- Darżewo Location within Poland
- Coordinates: 54°0′45″N 15°21′7″E﻿ / ﻿54.01250°N 15.35194°E
- Country: Poland
- Voivodeship: West Pomeranian
- County: Gryfice
- Gmina: Brojce
- Population: 145

= Darżewo, Gryfice County =

Darżewo (Darsow) is a village in the administrative district of Gmina Brojce, within Gryfice County, West Pomeranian Voivodeship, in north-western Poland. It lies approximately 7 km north of Brojce, 15 km north-east of Gryfice, and 84 km north-east of the regional capital Szczecin.

As of 2013, the village had a population of 145.

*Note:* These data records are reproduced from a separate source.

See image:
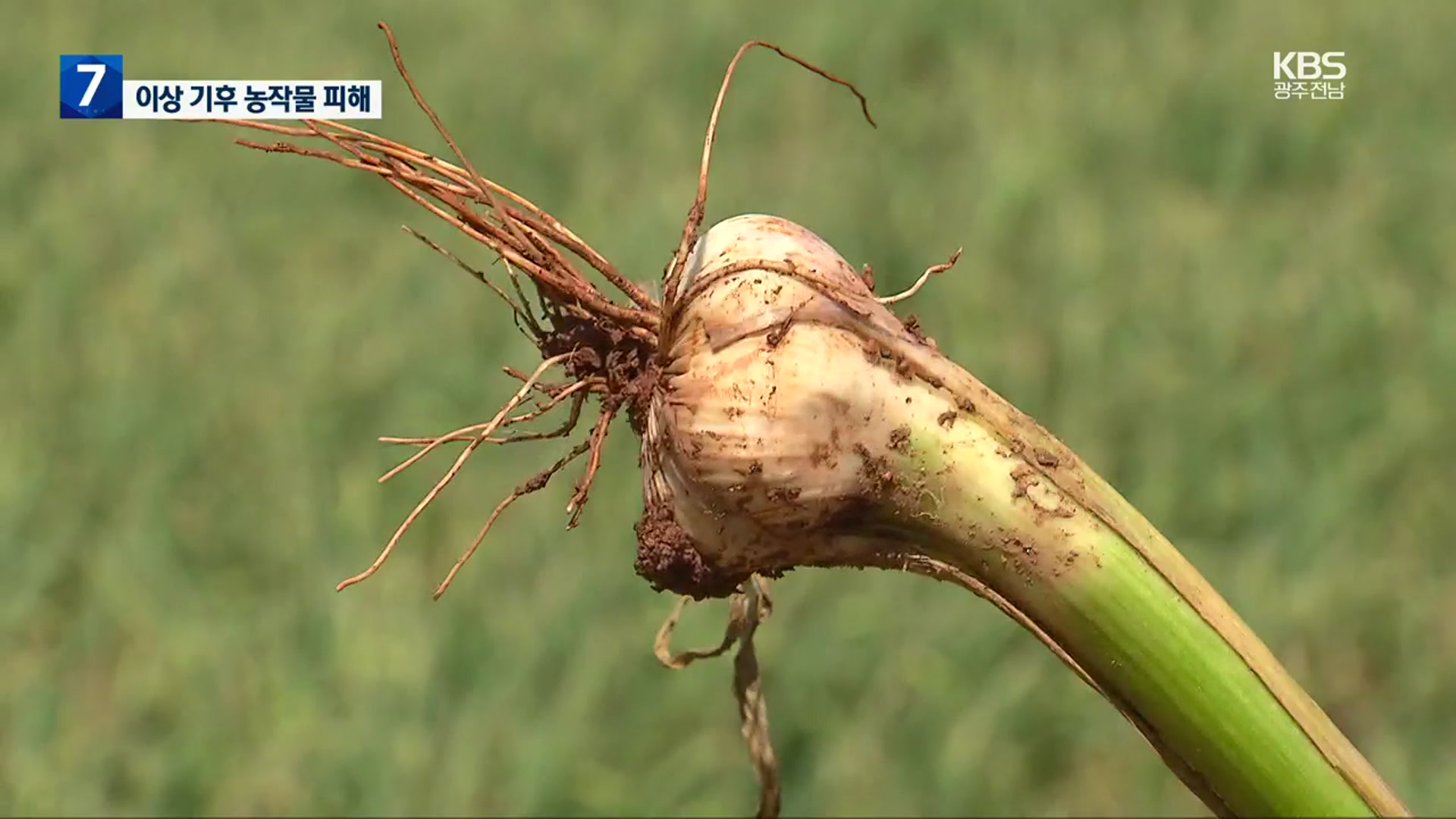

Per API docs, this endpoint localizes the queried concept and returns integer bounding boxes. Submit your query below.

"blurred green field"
[0,0,1456,816]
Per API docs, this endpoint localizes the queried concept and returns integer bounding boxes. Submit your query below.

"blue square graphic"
[61,54,121,120]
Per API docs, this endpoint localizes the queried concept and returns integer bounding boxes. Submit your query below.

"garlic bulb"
[642,214,931,588]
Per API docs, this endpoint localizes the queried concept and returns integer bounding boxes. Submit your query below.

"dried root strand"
[660,39,878,340]
[337,347,575,592]
[652,574,782,819]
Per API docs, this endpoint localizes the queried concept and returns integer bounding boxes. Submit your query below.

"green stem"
[861,334,1407,816]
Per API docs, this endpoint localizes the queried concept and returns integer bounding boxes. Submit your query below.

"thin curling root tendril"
[224,22,959,816]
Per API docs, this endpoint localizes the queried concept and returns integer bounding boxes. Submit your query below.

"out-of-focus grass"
[0,0,1456,814]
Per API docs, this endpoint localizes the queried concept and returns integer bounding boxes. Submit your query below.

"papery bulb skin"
[642,208,904,574]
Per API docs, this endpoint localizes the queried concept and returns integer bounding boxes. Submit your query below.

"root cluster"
[226,22,885,816]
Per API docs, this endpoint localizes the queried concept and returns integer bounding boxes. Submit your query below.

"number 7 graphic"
[61,54,124,120]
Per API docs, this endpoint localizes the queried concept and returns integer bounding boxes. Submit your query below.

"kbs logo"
[1274,51,1345,99]
[1274,51,1345,80]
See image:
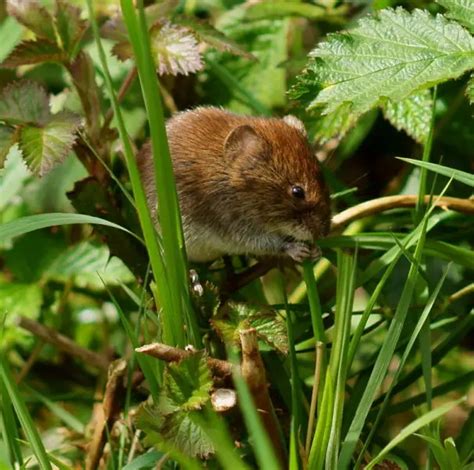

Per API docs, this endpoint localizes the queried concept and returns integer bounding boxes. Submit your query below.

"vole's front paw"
[283,241,321,263]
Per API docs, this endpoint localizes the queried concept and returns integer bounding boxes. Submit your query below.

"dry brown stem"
[18,316,110,370]
[86,359,127,470]
[135,343,232,378]
[240,328,287,468]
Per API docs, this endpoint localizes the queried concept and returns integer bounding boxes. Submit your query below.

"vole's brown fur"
[138,108,330,261]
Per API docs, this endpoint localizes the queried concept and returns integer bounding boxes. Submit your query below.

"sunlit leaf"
[0,125,15,168]
[292,8,474,114]
[382,90,433,143]
[150,22,203,75]
[19,113,79,176]
[211,302,288,353]
[137,354,214,457]
[436,0,474,33]
[2,39,67,67]
[173,16,255,60]
[55,0,87,55]
[7,0,56,42]
[0,81,50,125]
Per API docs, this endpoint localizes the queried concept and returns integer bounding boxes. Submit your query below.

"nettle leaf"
[382,90,433,144]
[436,0,474,33]
[150,21,203,75]
[0,81,50,125]
[137,353,214,457]
[7,0,56,42]
[173,16,256,60]
[19,112,79,176]
[55,0,87,55]
[159,353,212,415]
[293,8,474,115]
[137,405,214,458]
[0,124,16,168]
[211,302,288,354]
[466,74,474,104]
[2,39,67,67]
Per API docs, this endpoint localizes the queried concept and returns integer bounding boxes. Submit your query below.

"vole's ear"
[224,124,267,158]
[283,114,306,136]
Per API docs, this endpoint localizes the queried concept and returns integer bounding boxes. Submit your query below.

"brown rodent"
[138,107,331,262]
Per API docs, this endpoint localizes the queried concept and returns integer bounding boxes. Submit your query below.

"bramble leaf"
[137,353,214,457]
[54,0,87,56]
[19,113,79,176]
[2,39,67,67]
[0,81,50,125]
[173,16,256,60]
[291,8,474,115]
[466,74,474,104]
[7,0,56,42]
[0,125,15,168]
[382,90,433,144]
[211,302,288,354]
[436,0,474,33]
[150,21,203,75]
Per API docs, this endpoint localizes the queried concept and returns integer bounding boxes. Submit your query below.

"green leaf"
[2,39,67,67]
[173,16,255,60]
[397,157,474,188]
[0,124,15,168]
[436,0,474,33]
[382,90,433,143]
[137,405,214,458]
[158,353,212,415]
[7,0,56,42]
[0,80,50,125]
[0,282,43,321]
[19,113,79,176]
[205,6,289,114]
[211,302,288,354]
[137,354,214,457]
[365,398,465,470]
[292,8,474,114]
[43,241,134,290]
[466,75,474,104]
[54,0,87,57]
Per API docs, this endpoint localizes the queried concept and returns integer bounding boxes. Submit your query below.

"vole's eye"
[291,185,305,199]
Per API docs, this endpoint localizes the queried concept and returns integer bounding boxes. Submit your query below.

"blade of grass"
[120,0,202,347]
[365,398,466,470]
[87,0,178,346]
[0,354,52,470]
[339,207,430,469]
[326,250,357,468]
[0,212,137,241]
[356,267,449,468]
[397,157,474,188]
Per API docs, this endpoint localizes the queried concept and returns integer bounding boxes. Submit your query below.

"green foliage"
[137,354,214,458]
[211,302,288,353]
[291,2,474,142]
[0,0,474,470]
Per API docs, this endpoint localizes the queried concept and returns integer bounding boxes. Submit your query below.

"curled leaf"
[2,39,67,67]
[0,81,50,125]
[7,0,56,42]
[19,113,79,176]
[150,21,203,75]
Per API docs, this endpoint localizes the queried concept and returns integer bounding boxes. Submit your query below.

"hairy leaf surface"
[292,8,474,114]
[20,113,79,176]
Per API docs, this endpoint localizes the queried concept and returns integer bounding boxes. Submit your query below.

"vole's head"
[224,116,331,241]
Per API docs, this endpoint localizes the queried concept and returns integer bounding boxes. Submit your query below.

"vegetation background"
[0,0,474,470]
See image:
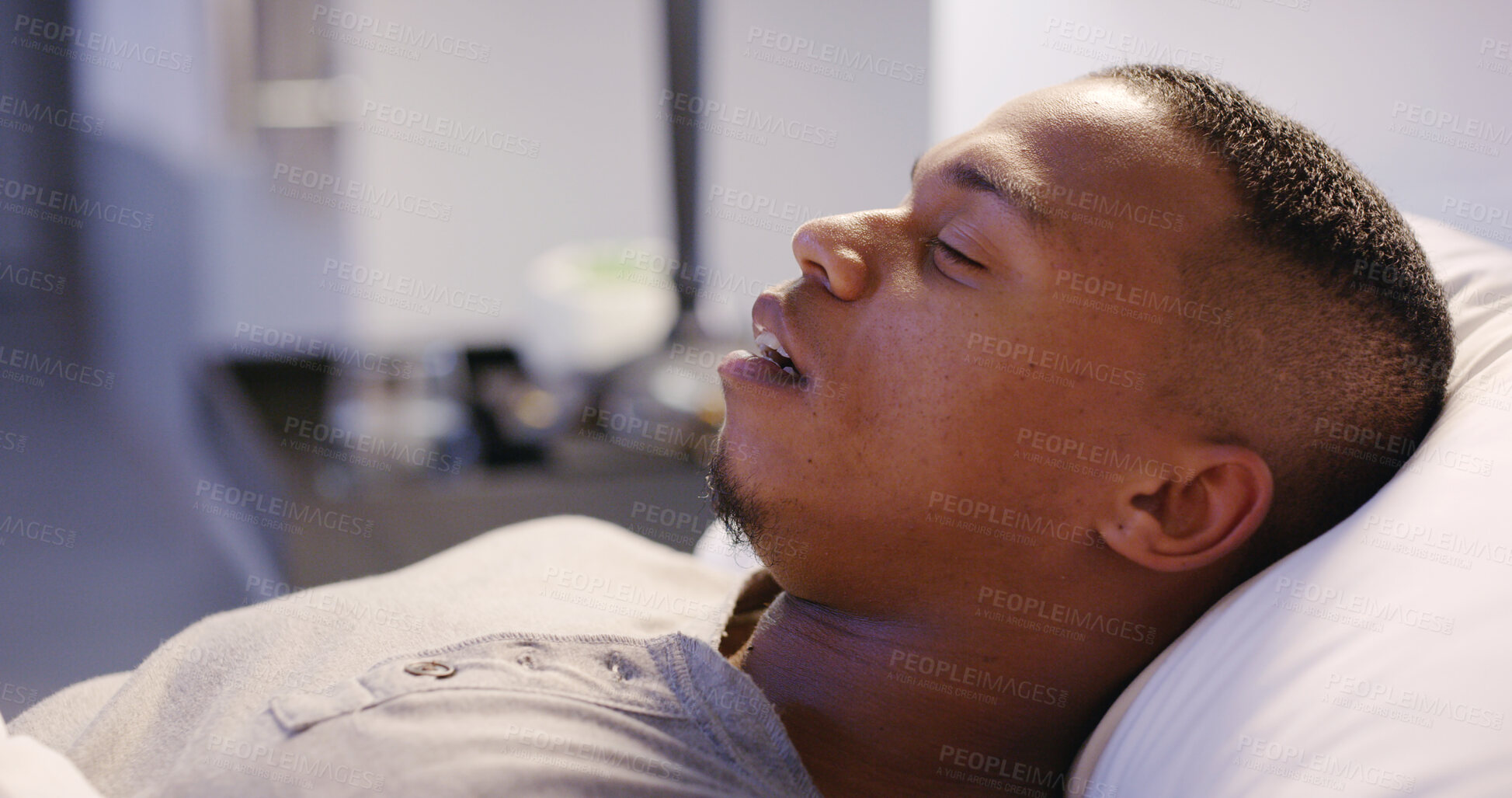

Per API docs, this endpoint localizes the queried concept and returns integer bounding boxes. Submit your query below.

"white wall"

The village was first mentioned as Darsowe around 1180, when Casimir I gave the village to the Danish Norbertines from Lund who came to Białoboki. In 1208, Dukes Bogislaw II and Casimir II, and in 1224, Pomeranian Duchess Anastasia, confirmed the granting of the village to the Norbertine monastery in Białoboki. The monastery in Bialoboki ruled Darżewo directly until 1487, when the village was given as a fief to Heinrich Borcke.

In 1910, the village had a population of 265. Darżewo, which belonged to the Gryfice district, was part of the Evangelical parish in Dargoslaw and the district of Molstowo.